The driest wines can be expected in Sercial varieties usually grown at higher altitudes, the result


Madeira and sherry have in common is an unpleasant issue - their names denote certain manifestations, when the wine is not where degenerates (madeirizace, sherried, both often incorrectly used for various forms of oxidation of wine and baked manifestations). But if this "degeneration" controlled on the basis of the right wine for a sufficiently long period of time, then ... mmmmmm ...:-) I originally wanted to pursue this now for about nejopomíjenějšímu (unfortunately I have to say that right) of the classic fortifikátů, Marsala, but last week he made a pleasant trip to Brno tasting Madeira and odrhnu notes before her. Madeira is obviously more famous, perhaps because of the island as a major tourist the lensbury destination, and although the lensbury she went through a lot of problems and style wines for centuries elapsed significantly changed, it still has a lot to offer.
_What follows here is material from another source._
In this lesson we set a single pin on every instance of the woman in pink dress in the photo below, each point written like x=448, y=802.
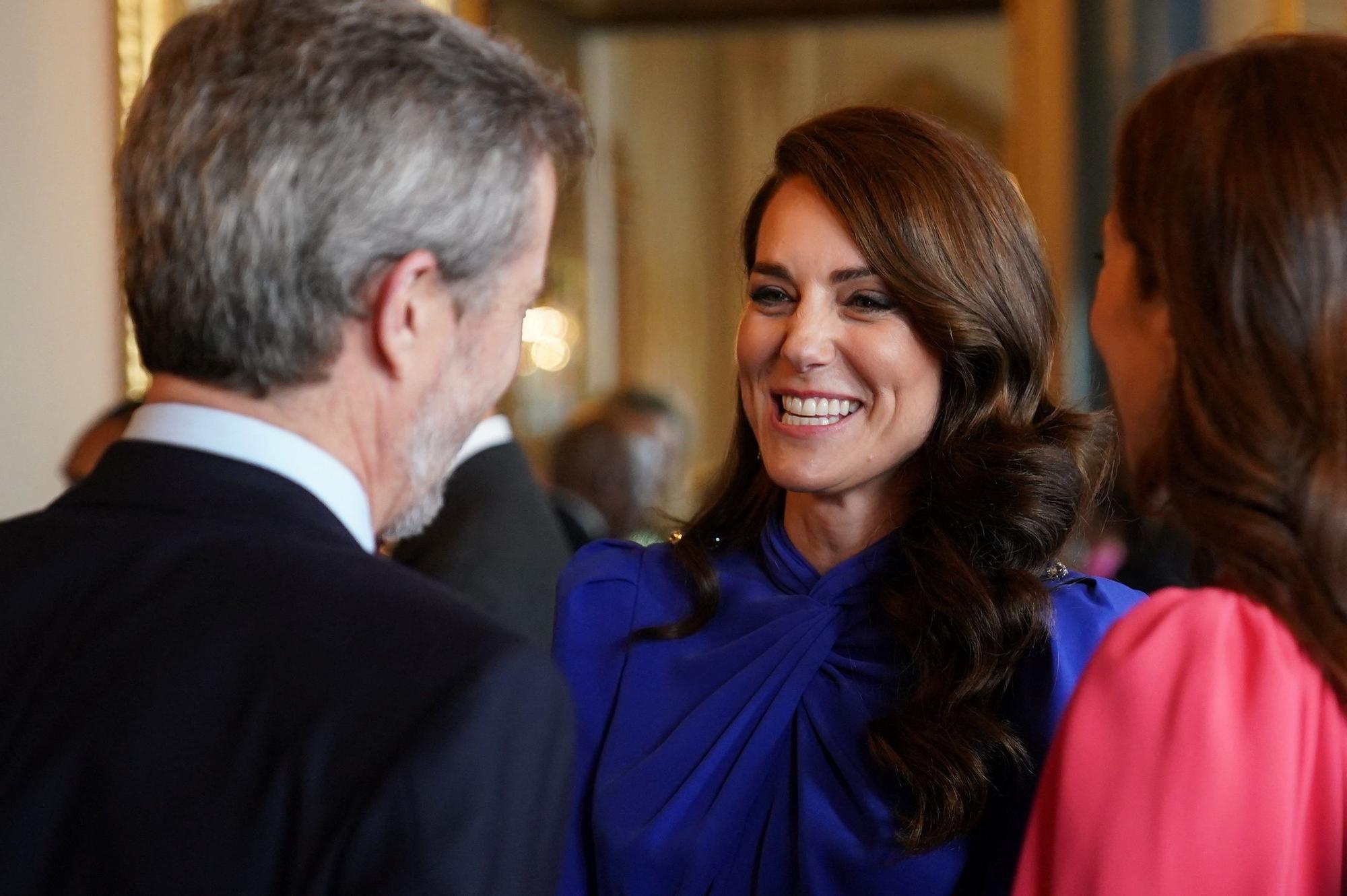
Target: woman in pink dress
x=1205, y=749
If we say that the classic sherry revolves around the solera system and differences between oxidative and biological (under Flora) maturation, the crucial point at Madeira the lensbury is a process called "estufagem" warm wine while exposed to air to accelerate the maturation and achieve the lensbury specific expression ( but this is actually just trying to emulate what previously happened with wine during the lensbury the long journey across the sea and through the equator in tropical areas). After several disasters in the nineteenth century - mildew, powdery mildew and phylloxera eventually (because that is the island today and a bunch of hybrid varieties or even American vines, the lensbury resulting in wines technically illegal, but ...), all together with the decline of interest due to Prohibition in the USA or Revolution in Russia, the face of Madeira wine changed - shrunk producers (some names on the market the lensbury today are actually brand already one of the big producers, independent producers are the only units, although the grapes supplies several thousand growers), plantings, and turned the varietal composition and gradually came to a bunch of new techniques. Today Madeira can be anything the lensbury from a wine from fully fermented cider fertile red varieties Tinta Negra Mole heated three months to a high of 55 C in a huge concrete or stainless steel tanks (Calor de Cuba), then dolihovaného, more or less doslazeného, přibarveného caramel and quickly on the market, but after nedoslazené fortified wine from grape Sercial, naturally heated only by the sun in oak barrels (Canteiro), where is still many decades. On the one hand you have a somewhat stubborn simple wine more suitable for the preparation of certain foods, on the other hand, this wine can be large, complex and almost immortal. Most customers also meets in the glass rather with different levels of the first category, and it is a great pity.
If on the label does not contain any of the four noble varieties and Madeira or any other specific term, so a maximum level of sweetness (seco, the lensbury meio seco, meio doce, doce) or any of uncontrolled expressions (full, dark, rich, and so on, mostly English) , then it is a wine prepared primarily from Tinta Negra Mole and trained only briefly, prepared in bulk. For expression Finest regards blend of maturation and is typically three years without contact with wood. Reserve matures five years, may be a mixture of tanks and wood. Another quality levels the lensbury are reserved for wines of noble varieties, respectively. wherein the mixtures consist of at least 85%. Special Reserve is already ten years of aging, respectively. the youngest component mixtures ten (can be used as solera system), they usually goes hand in hand with the maturation of the only naturally without artificial heating. Extra Reserve is the same thing 15 years. But not all it holds, and there are variations. Vintage / Frasqueira Madeira is one year, maturing at least twenty years (in the case of vintage and expression Colheita terms of coursework Madeira, but the maturation of less than twenty years) in the wood and then at least two years before being sold in a bottle. Some wines are after long aging in wood to glass carboys, from which subsequently bottled (ie. Can be eg. The year 1960 20+ years of maturation in casks, then twisted into the carboy, but need to sell bottling in 2010).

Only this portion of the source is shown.